I want to check if the elements in an array are sorted according to the number of their occurrences in. This is assuming they are already grouped if elements are the same. int [] y = {7, 7, 7, 8, 8, 5, 5, 5, 5} should return false while int [] y = {5, 5, 5, 5, 7, 7, 7, 8, 8} should return true. There are four 5s, three 7s and two 8s, so it should be arranged that way.

This is what I have so far:

import java.io.*;
import java.util.*;


public class testing2 {

  public static void main(String[] args){
    int [] y = {7, 7, 7, 8, 8, 5, 5, 5, 5};
    System.out.println(isSorted(y));  // should return false

  }

  public static boolean isSorted(int[] y){

    HashMap<Integer,Integer> hash = new HashMap<Integer,Integer>();

    for(int i=0; i<y.length; i++){
      if(hash.containsKey(y[i])){
        hash.put(y[i], hash.get(y[i]) + 1);
      } else {
        hash.put(y[i], 1);
      }
    }
    System.out.println(hash);
    return true;  // code is not complete yet
  }
}

It would print:

{5=4, 7=3, 8=2}
true

So now I have the number of occurrences for each element.

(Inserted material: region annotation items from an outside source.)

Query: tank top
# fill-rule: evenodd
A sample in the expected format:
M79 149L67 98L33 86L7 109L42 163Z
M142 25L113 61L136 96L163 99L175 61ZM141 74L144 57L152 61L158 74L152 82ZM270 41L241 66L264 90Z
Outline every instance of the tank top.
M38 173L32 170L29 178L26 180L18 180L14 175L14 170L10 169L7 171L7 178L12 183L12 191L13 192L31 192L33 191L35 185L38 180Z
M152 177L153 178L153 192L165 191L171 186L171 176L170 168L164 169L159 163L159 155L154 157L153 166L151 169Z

What do I do next?

Answer 1

If you prefer keeping your direction of using HashMap, there is one way to continue:

• Use LinkedHashMap instead, so when you iterate thru the map, you are iterating in the order you put that in the map

• Iterate thru the map, and see if each entry is having count < prev entry. Pseudo Code:

  int prevCount = MAX_INT;
  for (entry : map) {
      currentCount = entry.getValue()
      if (currentCount > prevCount) {
          return false
      }
      prevCount = currentCount
  }
  return true;
  

---

Or, you can have one single-pass on the array (pseudo-code):

 prevCount = MAX_INT
 currentCount = 0;
 for (i = 0...array.length) {
     increment currentCount 

     // if i points to last number in group
     if (i is the last element of array, OR
             next element is not equals to current element) {
         if currentCount > prevCount {
             return false;
         }
         prevCount = currentCount;
         currentCount = 0;
     }
}

Answer 2

You can solve this in a single pass of the array; here are some hints:

While you are iterating through the array, keep track of the current number (e.g. 5, 7 or 8) and the quantity. When you finish the next group of numbers, compare it the previous number/quantity. Then, return true or false appropriately.